Most error handling should be automated, and this is an area where machines fix themselves. The more machines fix themselves, the better. This quick, automatic repair is related to reliability via Mean Time to Repair (MTTR). If service problems occur but the MTTR is a few milliseconds (because computers are fixing themselves), then the users will never notice. That means dev has more available budget, a good incentive to develop automated error-handling systems.
Now, what to do when the MTTR is longer than a few milliseconds. Many errors will be on back-end systems, and with replication, there may be no discernible issue for the front-end site or service. If, however, issues apparent to the consumer are inevitable, it is best to engineer for “graceful degradation”. This just means you don’t want your service blacking out completely, but maybe slowing down or lowering service quality. A complete blackout with a completely unreachable or unresponsive service will cause customer backlash. Degraded service will cause annoyance, but probably not drive them away. This can be accomplished via Microservice Architecture, as one service going down does not take down the entire service.

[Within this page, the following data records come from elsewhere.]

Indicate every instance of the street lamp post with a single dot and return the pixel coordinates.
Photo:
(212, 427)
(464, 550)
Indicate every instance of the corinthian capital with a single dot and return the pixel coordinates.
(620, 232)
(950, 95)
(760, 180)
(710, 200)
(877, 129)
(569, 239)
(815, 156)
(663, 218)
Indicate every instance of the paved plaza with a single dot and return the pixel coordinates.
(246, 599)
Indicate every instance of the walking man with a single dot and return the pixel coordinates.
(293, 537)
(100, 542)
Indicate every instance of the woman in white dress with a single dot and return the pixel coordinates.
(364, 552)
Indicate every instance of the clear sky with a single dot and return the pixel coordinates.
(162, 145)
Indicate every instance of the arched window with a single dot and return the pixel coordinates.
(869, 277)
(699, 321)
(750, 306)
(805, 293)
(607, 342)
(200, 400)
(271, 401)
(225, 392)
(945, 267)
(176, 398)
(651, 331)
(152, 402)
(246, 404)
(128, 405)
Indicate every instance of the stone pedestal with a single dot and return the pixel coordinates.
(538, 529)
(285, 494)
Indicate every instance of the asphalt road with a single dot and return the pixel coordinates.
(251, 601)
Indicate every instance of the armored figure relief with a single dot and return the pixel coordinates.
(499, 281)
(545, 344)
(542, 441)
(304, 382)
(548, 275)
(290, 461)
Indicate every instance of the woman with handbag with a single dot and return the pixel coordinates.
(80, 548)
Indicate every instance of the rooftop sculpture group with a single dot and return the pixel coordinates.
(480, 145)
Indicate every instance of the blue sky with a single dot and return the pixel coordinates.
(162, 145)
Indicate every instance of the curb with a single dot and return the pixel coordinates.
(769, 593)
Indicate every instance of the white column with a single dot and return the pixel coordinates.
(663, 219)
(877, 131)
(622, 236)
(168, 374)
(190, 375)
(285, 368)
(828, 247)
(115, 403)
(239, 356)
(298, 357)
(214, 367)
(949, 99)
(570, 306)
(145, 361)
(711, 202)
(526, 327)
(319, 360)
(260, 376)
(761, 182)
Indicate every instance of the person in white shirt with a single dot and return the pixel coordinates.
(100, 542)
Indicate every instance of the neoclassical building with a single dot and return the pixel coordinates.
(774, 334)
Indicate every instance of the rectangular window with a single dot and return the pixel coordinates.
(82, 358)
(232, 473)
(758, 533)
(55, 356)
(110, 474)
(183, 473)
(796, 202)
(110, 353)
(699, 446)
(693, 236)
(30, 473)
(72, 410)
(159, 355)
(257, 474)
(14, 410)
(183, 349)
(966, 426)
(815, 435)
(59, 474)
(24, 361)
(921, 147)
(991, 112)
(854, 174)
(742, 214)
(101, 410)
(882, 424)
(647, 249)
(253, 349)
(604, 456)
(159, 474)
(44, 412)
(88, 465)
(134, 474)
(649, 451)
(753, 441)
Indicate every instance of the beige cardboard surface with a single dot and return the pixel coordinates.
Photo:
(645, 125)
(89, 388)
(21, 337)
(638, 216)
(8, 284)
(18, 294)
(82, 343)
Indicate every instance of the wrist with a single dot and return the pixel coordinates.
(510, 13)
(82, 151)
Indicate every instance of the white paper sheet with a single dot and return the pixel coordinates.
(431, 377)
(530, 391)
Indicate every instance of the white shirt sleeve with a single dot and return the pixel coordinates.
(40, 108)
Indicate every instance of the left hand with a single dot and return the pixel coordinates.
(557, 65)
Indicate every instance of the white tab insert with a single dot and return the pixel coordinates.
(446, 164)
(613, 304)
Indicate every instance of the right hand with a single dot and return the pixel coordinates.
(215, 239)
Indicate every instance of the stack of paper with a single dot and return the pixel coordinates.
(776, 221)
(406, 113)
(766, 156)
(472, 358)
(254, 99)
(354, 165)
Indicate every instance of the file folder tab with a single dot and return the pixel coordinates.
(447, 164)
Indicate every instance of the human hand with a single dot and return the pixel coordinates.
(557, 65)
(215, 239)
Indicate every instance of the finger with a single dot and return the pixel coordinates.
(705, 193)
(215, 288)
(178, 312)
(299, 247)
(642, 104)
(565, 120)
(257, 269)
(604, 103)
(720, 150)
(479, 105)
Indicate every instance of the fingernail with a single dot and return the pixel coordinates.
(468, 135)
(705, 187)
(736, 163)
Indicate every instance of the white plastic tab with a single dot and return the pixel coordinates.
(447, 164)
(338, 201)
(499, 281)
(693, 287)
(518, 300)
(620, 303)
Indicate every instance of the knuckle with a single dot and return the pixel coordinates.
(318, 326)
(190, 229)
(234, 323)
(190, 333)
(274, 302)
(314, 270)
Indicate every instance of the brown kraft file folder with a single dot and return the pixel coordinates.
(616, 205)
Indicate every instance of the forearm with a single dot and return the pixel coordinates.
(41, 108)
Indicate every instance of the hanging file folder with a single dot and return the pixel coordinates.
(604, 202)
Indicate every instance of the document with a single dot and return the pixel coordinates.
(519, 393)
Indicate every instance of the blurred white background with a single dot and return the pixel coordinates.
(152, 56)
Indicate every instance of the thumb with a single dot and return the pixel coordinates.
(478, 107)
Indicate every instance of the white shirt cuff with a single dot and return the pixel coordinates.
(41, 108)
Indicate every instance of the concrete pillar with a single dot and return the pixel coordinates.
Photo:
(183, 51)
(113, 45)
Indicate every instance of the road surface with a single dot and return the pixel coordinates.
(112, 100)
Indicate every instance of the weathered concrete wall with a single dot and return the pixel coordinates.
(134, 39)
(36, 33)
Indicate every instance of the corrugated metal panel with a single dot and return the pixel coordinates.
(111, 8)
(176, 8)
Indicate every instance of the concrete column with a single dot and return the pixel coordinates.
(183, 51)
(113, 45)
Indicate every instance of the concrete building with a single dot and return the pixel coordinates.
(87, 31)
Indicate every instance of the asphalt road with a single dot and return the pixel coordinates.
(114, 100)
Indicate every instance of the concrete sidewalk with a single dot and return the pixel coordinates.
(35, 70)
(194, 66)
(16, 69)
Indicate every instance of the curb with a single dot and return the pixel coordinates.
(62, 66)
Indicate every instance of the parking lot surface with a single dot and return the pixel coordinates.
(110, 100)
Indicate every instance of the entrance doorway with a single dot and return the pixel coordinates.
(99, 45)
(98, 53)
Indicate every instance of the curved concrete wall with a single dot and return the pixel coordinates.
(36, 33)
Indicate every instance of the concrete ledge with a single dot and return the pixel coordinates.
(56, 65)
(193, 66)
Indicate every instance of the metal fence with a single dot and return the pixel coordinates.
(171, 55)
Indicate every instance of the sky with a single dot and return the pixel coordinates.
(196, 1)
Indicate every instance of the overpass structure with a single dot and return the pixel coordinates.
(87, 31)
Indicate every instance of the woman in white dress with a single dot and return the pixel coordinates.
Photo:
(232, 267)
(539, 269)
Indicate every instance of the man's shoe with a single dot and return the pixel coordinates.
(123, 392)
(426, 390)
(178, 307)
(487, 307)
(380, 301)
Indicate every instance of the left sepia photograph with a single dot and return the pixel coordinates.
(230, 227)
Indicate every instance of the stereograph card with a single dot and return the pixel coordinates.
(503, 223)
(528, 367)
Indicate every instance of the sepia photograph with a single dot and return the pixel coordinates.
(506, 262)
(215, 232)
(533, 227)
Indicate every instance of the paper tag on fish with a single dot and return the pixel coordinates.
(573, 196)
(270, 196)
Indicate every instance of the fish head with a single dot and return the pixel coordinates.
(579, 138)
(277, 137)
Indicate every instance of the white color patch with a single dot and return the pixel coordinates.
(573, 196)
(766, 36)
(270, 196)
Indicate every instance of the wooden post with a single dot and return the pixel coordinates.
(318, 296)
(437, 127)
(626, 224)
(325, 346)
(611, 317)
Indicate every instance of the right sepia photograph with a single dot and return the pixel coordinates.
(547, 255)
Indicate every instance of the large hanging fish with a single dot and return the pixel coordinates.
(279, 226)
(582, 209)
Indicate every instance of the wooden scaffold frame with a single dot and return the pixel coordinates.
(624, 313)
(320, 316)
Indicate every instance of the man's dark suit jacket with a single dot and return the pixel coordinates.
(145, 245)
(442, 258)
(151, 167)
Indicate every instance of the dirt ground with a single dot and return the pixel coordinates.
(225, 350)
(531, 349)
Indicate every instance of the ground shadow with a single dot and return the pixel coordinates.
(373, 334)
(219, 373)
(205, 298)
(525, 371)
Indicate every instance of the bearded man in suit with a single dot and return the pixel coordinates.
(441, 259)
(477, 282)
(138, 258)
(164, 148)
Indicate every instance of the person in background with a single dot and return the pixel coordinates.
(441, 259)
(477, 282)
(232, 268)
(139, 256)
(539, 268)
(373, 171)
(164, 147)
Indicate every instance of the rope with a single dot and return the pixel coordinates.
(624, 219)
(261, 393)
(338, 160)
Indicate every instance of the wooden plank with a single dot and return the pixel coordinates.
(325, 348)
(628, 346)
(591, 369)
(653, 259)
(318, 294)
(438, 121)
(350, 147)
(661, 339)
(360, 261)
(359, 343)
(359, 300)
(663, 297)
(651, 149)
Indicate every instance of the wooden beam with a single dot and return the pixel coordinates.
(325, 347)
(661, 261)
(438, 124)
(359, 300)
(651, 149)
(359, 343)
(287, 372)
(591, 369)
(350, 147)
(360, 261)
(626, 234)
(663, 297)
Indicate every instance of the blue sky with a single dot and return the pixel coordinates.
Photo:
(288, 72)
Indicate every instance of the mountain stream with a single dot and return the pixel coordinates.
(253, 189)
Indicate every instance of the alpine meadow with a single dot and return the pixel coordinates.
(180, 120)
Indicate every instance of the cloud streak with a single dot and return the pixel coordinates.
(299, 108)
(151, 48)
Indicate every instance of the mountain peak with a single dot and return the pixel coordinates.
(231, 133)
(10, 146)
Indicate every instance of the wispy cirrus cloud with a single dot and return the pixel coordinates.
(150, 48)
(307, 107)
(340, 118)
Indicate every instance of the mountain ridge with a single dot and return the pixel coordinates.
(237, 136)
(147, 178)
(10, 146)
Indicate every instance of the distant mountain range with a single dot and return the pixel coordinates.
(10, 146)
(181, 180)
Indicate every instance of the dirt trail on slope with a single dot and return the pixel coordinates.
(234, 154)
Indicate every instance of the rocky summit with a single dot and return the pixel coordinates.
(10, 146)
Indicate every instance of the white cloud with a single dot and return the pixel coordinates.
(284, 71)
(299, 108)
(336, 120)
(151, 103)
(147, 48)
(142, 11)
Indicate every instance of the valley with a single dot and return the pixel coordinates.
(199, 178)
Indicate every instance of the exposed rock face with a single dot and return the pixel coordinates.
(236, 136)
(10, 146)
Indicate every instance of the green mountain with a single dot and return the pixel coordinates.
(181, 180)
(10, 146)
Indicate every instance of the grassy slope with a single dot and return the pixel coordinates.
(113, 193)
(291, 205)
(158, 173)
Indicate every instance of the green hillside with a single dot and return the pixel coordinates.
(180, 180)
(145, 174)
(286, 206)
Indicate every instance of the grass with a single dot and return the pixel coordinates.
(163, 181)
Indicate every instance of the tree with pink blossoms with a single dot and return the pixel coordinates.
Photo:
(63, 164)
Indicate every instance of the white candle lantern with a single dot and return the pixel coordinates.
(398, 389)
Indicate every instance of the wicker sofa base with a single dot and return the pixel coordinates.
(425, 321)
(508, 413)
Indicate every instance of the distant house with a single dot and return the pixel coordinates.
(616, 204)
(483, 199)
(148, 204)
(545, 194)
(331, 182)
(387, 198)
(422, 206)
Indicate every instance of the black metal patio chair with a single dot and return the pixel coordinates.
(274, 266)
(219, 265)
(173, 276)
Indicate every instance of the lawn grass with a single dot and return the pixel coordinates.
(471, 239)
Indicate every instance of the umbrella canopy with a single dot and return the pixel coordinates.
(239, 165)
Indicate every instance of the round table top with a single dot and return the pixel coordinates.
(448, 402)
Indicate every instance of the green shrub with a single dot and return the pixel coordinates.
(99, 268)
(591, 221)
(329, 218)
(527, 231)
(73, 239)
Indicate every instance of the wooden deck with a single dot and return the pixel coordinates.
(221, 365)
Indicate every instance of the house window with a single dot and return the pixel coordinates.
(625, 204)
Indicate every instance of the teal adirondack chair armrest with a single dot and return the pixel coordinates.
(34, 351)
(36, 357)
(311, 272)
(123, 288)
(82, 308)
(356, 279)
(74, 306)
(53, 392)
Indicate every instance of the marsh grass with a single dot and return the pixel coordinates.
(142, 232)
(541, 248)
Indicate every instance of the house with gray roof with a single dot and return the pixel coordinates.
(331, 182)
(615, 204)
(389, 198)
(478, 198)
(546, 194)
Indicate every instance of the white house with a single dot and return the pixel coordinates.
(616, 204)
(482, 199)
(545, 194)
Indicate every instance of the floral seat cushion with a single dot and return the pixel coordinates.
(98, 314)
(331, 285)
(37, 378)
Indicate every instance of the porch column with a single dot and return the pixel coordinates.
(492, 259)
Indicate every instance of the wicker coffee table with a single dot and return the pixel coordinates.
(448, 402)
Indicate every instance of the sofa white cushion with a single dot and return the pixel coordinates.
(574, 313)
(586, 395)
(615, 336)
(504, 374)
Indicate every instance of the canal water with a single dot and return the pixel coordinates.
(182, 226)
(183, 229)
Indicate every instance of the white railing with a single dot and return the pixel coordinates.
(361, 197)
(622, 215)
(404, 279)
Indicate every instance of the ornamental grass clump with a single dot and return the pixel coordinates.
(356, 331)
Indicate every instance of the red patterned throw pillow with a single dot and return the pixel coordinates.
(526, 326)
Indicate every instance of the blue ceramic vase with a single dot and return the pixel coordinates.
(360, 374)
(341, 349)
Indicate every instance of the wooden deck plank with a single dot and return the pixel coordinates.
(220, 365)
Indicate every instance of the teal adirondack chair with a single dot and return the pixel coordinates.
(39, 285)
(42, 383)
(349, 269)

From the customer viewpoint, lots of short MTTR errors is probably better than long but infrequent errors, because short MTTR errors are often eliminated before customers even notice. On the other and, if a firm doesn’t implement a system for these errors, the exact opposite is desirable: one long outage means one long fix, not an endless stream. Hence, to reconcile this conflict, it is strongly suggested to create a system to handle issues. And when the company scales, it is all but imperative to automate, because problems will inevitably outstrip operation headcount.
Why is SRE important?
All organizations want to provide excellent service to users. All organizations have organizational structure, and sometimes that structure includes competing teams and incentives. SRE attempts to eliminate one major issue, especially in modern organizational structures. Chaos behind the scenes will eventually lead to chaos on the front-end, where customers can indirectly observe the Pyrrhic war between development and operations end in a spectacular implosion of the service (and the customer base).
How is SRE related to DevOps?
The first and most obvious way it is related is in using software techniques in operations. But that is trivial, especially in tech companies, because modern operations departments all rely on software to some degree. Both also foster inter-team communication.
However, DevOps encourages communication between teams across the organization, while SRE encourages communication between the development and operations teams. DevOps is concerned with broad empathy and ownership (even involving sales and marketing), while SRE tends to focus on only development and operations. Furthermore, in DevOps, the development team will feel responsible for the life of the product, while in SRE, dev might self-police, but the ultimate operations responsibility still lies with operations.
There are yet more similarities, though, such as the tendency to automate as much of the operations process as possible, including continuous delivery procedures: dev teams under an SRE model might roll out small updates to stay under the error budget, while dev teams under a DevOps model tend to make small updates for easier monitoring and bug identification. Both encourage scalability, such that products not only have solid foundations and native code, but that base product can expand with the business.
As with anything in organizational management, these terms are not mutually exclusive, and they do not have to be separated. Furthermore, each company has its own unique culture and needs, so applying aspects of DevOps and aspects of SRE simultaneously is not taboo. In fact, it is viewed positively. Innovative companies always look for the best aspect of something, extract that best aspect, and adapt and apply that aspect to their own needs. Don’t be afraid to be unique, and certainly don’t be afraid to stand on the shoulders of giants.